James Bovard

The Bush Crew is Slipping: Which scandal will finally bring their criminal regime to an end?

James Bovard, author of a ton of great books, including Attention Deficit Democracy, talks about the fun he had at the DC antiwar protest back in January, his belief that the Attorney General is about to be fired, the Murray Waas’s story about his obstruction of the NSA wiretapping probe, the possibility that if more torture papers come out Bush may be removed from power, the pro-freedom conservatives, the White House Iraq Group, the craven American media, the U.S. attorney scandal, and the sickness of of former UN ambassador John Bolton and his self-congratulations at prolonging the Lebanon war.

MP3 here. (20:31)

James Bovard is the author of Attention Deficit Democracy (St. Martin’s/Palgrave, 2006), and eight other books. He has written for the New York Times, War Street Journal, Washington Post, New Republic, Reader’s Digest, and many other publications. His books have been translated into Spanish, Arabic, Japanese, and Korean. He is a contributing editor for the American Conservative and a frequent contributor to Freedom Daily.

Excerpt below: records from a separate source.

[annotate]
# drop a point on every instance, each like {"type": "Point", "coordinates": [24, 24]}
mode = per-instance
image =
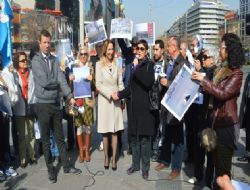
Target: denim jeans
{"type": "Point", "coordinates": [177, 155]}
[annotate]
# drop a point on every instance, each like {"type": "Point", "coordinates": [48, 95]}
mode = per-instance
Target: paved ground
{"type": "Point", "coordinates": [94, 177]}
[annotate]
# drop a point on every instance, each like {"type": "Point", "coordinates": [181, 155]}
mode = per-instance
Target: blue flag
{"type": "Point", "coordinates": [5, 33]}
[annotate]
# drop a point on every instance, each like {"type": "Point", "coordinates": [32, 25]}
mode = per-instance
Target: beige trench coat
{"type": "Point", "coordinates": [109, 118]}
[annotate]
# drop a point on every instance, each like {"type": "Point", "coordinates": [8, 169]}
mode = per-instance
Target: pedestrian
{"type": "Point", "coordinates": [110, 119]}
{"type": "Point", "coordinates": [142, 126]}
{"type": "Point", "coordinates": [24, 110]}
{"type": "Point", "coordinates": [49, 80]}
{"type": "Point", "coordinates": [225, 89]}
{"type": "Point", "coordinates": [83, 122]}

The War Street Journal called Bovard “the roving inspector general of the modern state,” and Washington Post columnist George Will called him a “one-man truth squad.” His 1994 book Lost Rights: The Destruction of American Liberty received the Free Press Association’s Mencken Award as Book of the Year. His Terrorism and Tyranny won the Lysander Spooner Award for the Best Book on Liberty in 2003. He received the Thomas Szasz Award for Civil Liberties work, awarded by the Center for Independent Thought, and the Freedom Fund Award from the Firearms Civil Rights Defense Fund of the National Rifle Association.

His writings have been been publicly denounced by the chief of the Federal Bureau of Investigation (FBI), the Secretary of Agriculture, the Secretary of Housing and Urban Development, the Postmaster General, and the chiefs of the U.S. International Trade Commission, the Drug Enforcement Administration, and the Federal Emergency Management Agency, as well as by many congressmen and other malcontents.